147c Using Atomic Properties to Identify Potential Reactants in Oxidoreductase Reactions

Fangping Mu1, Pat J. Unkefer2, Clifford J. Unkefer2, and William S. Hlavacek1. (1) Theoretical Biology and Biophysics Group, Theoretical Division, Los Alamos National Laboratory, T-10, MS710, Los Alamos, NM 87544, (2) National Stable Isotope Resource, Bioscience Division, Los Alamos National Laboratory, Los Alamos, NM 87544

Motivation: Metabolism is the biochemical modification of chemical compounds in living organisms and cells. Our knowledge of secondary metabolism of endogenous chemicals is far from complete. The gaps in our knowledge are being revealed and filled to some extent through methods of high-throughput metabolite profiling. Using sensitive LC/MS techniques, we are identifying compounds not previously known to exist in living cells. Thus, we are interested in using computational methods to identify the activities of these new metabolites and their participation in biochemical pathways. One challenge is to predict whether a compound is a potential substrate or product of a given type of enzymatic reaction. We have developed a framework to address this challenge through a supervised learning technique. In this talk, we will present this framework and results for oxidoreductase reactions.

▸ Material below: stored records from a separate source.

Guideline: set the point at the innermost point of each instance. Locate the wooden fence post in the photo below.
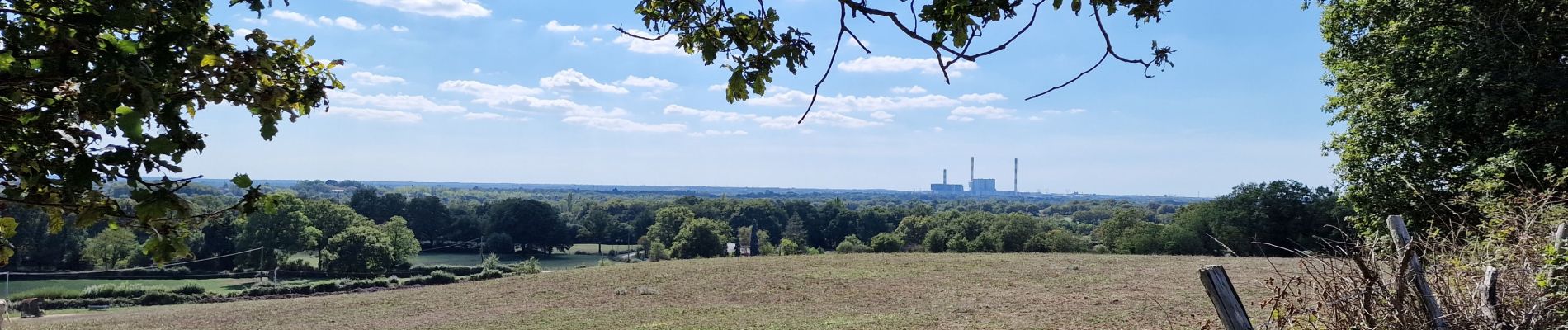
(1487, 293)
(1223, 298)
(1561, 241)
(1416, 274)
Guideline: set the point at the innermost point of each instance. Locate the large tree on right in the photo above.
(1444, 102)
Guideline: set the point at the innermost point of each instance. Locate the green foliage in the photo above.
(886, 243)
(49, 293)
(532, 224)
(361, 249)
(700, 238)
(1278, 213)
(754, 45)
(111, 249)
(658, 252)
(852, 244)
(190, 288)
(137, 73)
(491, 262)
(1057, 241)
(1444, 102)
(280, 233)
(120, 290)
(531, 266)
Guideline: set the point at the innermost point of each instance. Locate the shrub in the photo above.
(656, 252)
(190, 288)
(447, 268)
(47, 293)
(852, 244)
(160, 298)
(532, 266)
(297, 266)
(484, 276)
(886, 243)
(120, 290)
(491, 262)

Results: We examined 1956 oxidoreductase reactions in the KEGG database. The vast majority of these reactions (1626) can be divided into twelve subclasses, each of which involves a particular type of chemical transformation. Examples of transformations include dehydrogenation of alcohols and hemi-acetals, oxidation of adlehyde or oxo groups to acids, dehydrogenation of CH-CH groups introducing double bonds, etc. For a given transformation, the local structures of reaction centers in substrates and products are characterized by a few simple patterns. These patterns are not unique to reactants but are widely distributed among KEGG metabolites. To distinguish reactants from non-reactants, we trained classifiers (linear kernel support vector machines) using negative and positive samples containing common patterns. The input to a classifier is a set of seven semi-empirical atomic features that can be determined from the 2D chemical structure of a compound, such as Gasteiger-Marsili partial charges. The accuracy of prediction for positives (negatives) is 64 to 93% (44 to 92%) when asking if a compound is a substrate and 71 to 98% (50 to 92%) when asking if a compound is a product. Sensitivity analysis reveals that this performance is robust to variations of the training data. Thus, metabolic connectivity can be predicted with reasonable accuracy from the presence or absence of local structural motifs in compounds and their readily calculated atomic features.